Intracranial vascular anomalies involving the MCA are relatively rare. There are two known types of double-M1 segments of the MCA, including a duplicated middle cerebral artery (DMCA) and an AMCA. Teal et al.[ 15 ] classified the DMCA and AMCA according to the point of origin: a DMCA arises from the ICA at the proximal point of bifurcation, whereas an AMCA arises from the proximal portion of the ACA or the distal portion of the A1 segment of the ACA near the ACoA. Gibo et al.[ 4 ] and Komiyama et al.[ 8 ] analysed the cortical territories of the DMCAs and AMCAs. A DMCA feeds the temporopolar territory and the anterior and middle temporal areas, while an AMCA feeds the orbitofrontal and prefrontal areas. However, the AMCA described in this case perfused a broader area, including the orbitofrontal, prefrontal, and precentral areas. In some cases, it is difficult to distinguish a DMCA from an AMCA, and it is important to clarify the relationship between A1 of the ACA and the abnormal MCA. However, in this case, A1 of the ACA was occluded, making it difficult to clarify whether this anomaly represented an AMCA or A1 of the ACA. Because the occluded artery had a similar appearance to A1 of the ACA and because the anomalous artery supplied CBF only to the frontal area, it was considered to be an AMCA.

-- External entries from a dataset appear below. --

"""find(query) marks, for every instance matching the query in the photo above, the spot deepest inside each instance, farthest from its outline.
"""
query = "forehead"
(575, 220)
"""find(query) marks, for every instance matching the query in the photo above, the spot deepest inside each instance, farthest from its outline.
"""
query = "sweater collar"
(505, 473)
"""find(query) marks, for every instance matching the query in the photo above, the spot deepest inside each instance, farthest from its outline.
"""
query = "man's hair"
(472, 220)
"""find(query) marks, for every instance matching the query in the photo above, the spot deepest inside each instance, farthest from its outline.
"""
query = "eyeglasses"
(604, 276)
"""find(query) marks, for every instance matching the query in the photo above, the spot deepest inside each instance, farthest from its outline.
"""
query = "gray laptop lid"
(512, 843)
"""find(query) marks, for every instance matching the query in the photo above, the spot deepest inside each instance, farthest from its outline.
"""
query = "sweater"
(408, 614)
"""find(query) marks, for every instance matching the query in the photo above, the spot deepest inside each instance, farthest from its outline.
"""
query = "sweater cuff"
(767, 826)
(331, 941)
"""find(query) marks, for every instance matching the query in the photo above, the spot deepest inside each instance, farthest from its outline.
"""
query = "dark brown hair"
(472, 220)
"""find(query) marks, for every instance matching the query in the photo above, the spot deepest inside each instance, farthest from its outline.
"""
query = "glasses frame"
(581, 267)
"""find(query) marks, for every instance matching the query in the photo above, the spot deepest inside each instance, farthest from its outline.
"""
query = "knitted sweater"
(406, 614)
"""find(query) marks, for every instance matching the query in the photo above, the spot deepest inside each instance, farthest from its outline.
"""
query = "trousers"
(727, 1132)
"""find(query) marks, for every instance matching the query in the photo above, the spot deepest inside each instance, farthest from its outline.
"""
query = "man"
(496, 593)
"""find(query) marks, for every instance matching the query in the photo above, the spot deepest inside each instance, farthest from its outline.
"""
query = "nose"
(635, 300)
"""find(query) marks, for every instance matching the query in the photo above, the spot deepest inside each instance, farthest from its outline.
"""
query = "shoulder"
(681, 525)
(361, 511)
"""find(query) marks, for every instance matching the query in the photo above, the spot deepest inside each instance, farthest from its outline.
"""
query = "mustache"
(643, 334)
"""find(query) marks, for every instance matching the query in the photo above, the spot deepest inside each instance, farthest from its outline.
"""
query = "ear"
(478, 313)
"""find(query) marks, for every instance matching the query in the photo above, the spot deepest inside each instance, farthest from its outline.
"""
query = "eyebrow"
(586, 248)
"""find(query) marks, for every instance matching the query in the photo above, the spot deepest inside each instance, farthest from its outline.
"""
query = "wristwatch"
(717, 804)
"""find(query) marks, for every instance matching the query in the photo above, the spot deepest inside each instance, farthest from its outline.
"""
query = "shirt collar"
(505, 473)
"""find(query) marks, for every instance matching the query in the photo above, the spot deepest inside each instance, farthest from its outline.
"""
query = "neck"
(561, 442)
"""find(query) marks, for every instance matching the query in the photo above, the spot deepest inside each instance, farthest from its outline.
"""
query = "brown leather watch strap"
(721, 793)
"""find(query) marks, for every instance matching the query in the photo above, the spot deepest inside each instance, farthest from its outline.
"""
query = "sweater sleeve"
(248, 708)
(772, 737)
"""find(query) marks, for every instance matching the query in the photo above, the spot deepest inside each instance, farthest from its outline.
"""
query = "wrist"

The clinical presentation in this case likely represents a TIA due to a hemodynamic mechanism. There were three stenotic lesions contributing to cerebral ischemia: (1) occlusion of the left ICA, (2) occlusion of the ipsilateral A1 of the ACA, and (3) severe stenosis of the ipsilateral MCA. The stenosis in the left MCA caused the decrease in blood flow, while the occlusion of A1 of the ACA reduced the blood flow through the AMCA. Together, these obstructions resulted in a decrease in blood flow through the MCA [ Figure 4 ], which corresponded to the SPECT findings that revealed a marked decline of CBF in the left fronto-temporo-occipital region. Because there was no stenotic lesion at AMCA, which contributed in ischemic attack and the CBF of AMCA territory decreased, we concluded that TIA attack were occurred due to a hemodynamic mechanism.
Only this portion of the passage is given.